Most people who work in administration these days are being encouraged to rely more and more heavily on data. This encouragement even has a name: DDDM (Data-Driven Decision Management) or DIDM (Data Informed Decision Making). In some ways, we are looking at the automation and digitalization of another sector of the economy. With more data, the argument goes, we can make smarter decisions with fewer people. Supervisors do not need to have first-hand experience if they have graphs and charts.
I have a memory of a discussion between teachers and administrators at a school I taught at and I think it relates here. A policy had been implemented that allowed students to have cell phones in school. I would argue that about a third of the teenagers in the school had perfect control over their cell phone use and could leave the things alone in class. About a third were Facebook message addicts and could not stand to have them and not look at them. About a third were in between. I am sure that I generalize. Ultimately, the policy that allowed cell phones was detrimental to the very students who were already in trouble because of their poor executive function. And the enforcement of the cell phone policy became a distraction to people like me who just wanted to teach and preferred to have as few “policing duties” as possible in the classroom.
At the end of the year, an assembly of the teachers was called to discuss the policy and it became clear that what was important to the administration in making the decision was the “data” - the numbers of complaints and disciplinary actions that had been formally submitted. The fact that a room full of teachers who rarely had the time or energy to file a disciplinary action every time one might have been justified was making one argument and the “data” that had been compiled from their experiences was making the opposing argument was almost comical. The teachers were saying “It’s a problem” The data that the teachers had submitted over the year was saying that it was not. I certainly knew that I had not submitted a paper form every time I had taken someone’s cell phone in class and understood the limitations of the data collected because I knew how it was collected.
What does this have to do with a movie about a pilot force landing a plane full of people into the Hudson River?

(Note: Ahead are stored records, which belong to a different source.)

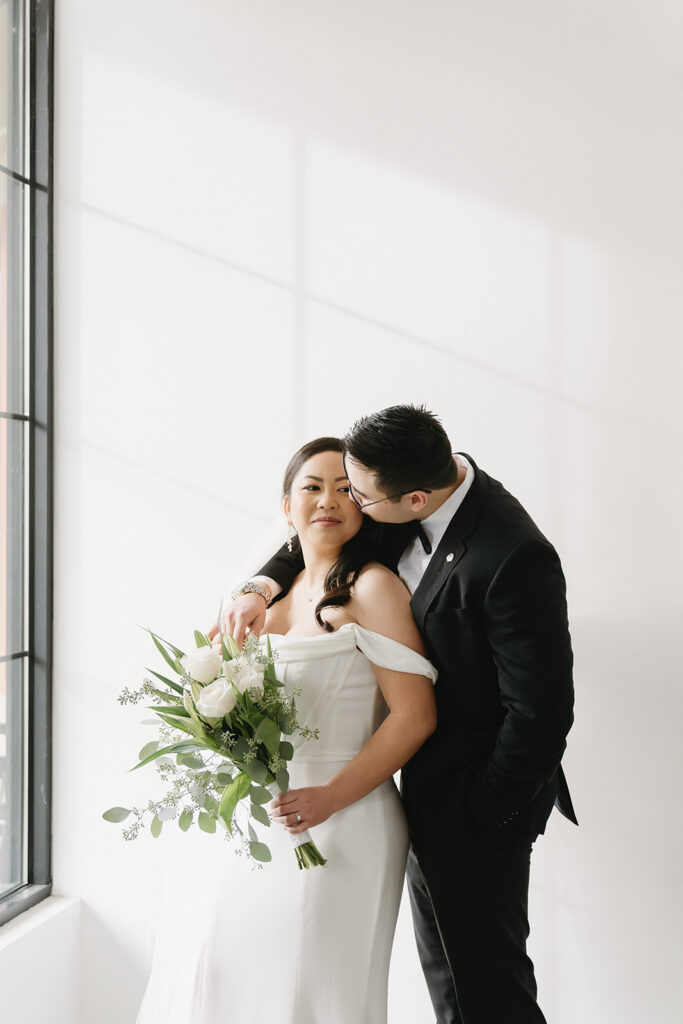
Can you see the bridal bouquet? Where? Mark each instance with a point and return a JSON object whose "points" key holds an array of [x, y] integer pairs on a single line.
{"points": [[220, 743]]}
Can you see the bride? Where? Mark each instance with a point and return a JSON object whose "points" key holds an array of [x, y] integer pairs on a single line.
{"points": [[313, 946]]}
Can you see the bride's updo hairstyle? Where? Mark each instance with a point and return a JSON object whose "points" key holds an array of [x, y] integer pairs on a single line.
{"points": [[353, 555]]}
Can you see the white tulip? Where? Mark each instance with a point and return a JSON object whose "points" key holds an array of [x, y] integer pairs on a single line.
{"points": [[245, 675], [203, 665], [216, 699]]}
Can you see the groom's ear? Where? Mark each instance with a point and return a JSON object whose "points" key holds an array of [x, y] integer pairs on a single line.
{"points": [[418, 500]]}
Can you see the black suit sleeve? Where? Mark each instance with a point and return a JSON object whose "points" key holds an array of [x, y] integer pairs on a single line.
{"points": [[284, 566], [526, 624]]}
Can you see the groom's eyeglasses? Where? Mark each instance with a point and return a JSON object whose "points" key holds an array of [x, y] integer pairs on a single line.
{"points": [[364, 505]]}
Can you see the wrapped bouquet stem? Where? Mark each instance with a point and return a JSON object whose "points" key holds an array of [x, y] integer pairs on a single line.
{"points": [[222, 742]]}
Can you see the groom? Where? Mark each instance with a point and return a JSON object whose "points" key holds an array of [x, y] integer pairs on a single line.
{"points": [[488, 597]]}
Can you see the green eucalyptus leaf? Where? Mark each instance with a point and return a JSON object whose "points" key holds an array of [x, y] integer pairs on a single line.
{"points": [[148, 749], [259, 851], [268, 733], [232, 794], [189, 761], [182, 747], [241, 749], [117, 814], [171, 662], [178, 723], [256, 770], [260, 813], [259, 795], [206, 822], [169, 682]]}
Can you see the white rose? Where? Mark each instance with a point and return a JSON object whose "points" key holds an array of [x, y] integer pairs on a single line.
{"points": [[245, 675], [216, 699], [203, 665]]}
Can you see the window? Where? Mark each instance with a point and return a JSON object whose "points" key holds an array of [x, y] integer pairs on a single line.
{"points": [[26, 452]]}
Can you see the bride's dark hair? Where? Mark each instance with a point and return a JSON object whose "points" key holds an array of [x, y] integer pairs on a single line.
{"points": [[354, 554]]}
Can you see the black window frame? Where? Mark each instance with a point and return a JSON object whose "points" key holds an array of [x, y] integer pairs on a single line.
{"points": [[39, 16]]}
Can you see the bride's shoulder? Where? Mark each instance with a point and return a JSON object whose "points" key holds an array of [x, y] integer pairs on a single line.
{"points": [[375, 580], [380, 601]]}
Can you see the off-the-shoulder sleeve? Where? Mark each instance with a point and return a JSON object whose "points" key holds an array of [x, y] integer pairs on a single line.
{"points": [[387, 653]]}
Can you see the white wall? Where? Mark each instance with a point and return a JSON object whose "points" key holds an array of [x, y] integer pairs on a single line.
{"points": [[40, 970], [271, 218]]}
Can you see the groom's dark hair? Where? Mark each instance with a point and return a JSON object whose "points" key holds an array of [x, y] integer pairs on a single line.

I suppose it has to do with the way that the Aviation officials in the film attempt to determine if the pilot was to blame for taking the risk he did when two airport runways were only miles away. They run computer simulations and human flight simulations to determine if the return to the airports could have been successfully completed. What these data sources say is that a computer or a prepared pilot could have successfully taken the planes to land safely at nearby airports if they had known everything that was known immediately after birds took out the engines. In a perfect world of information where everything that needed to be known was known at the moment one would need to know it, a “Data-Informed” computer would have done a better job flying the plane than the human pilot.
What we see in this movie is Captain Chesley “Sully” Sullenberger making as good a decision as a human can make in the time that it would take a human to sift through all the possible pieces of data that should matter. We suspect that if given only the data that mattered and nothing else, he might have made the decision more quickly and perhaps more “correctly” as defined by a computer. The film reminds us that decisions are always easier in hindsight than in real time and that it would be wise to remember that when other people make poor decisions that affect us.
Question for Comment: When you think about the best and worst decisions you have made in life, what causes you the most regret? Not having had the information you needed? Not seeing which pieces of information were more or less important? Not looking for more information when you should have? Permitting yourself to go into denial about some of the information? Not making the decision more collaboratively? Relying on flawed data? Or relying too much on data altogether?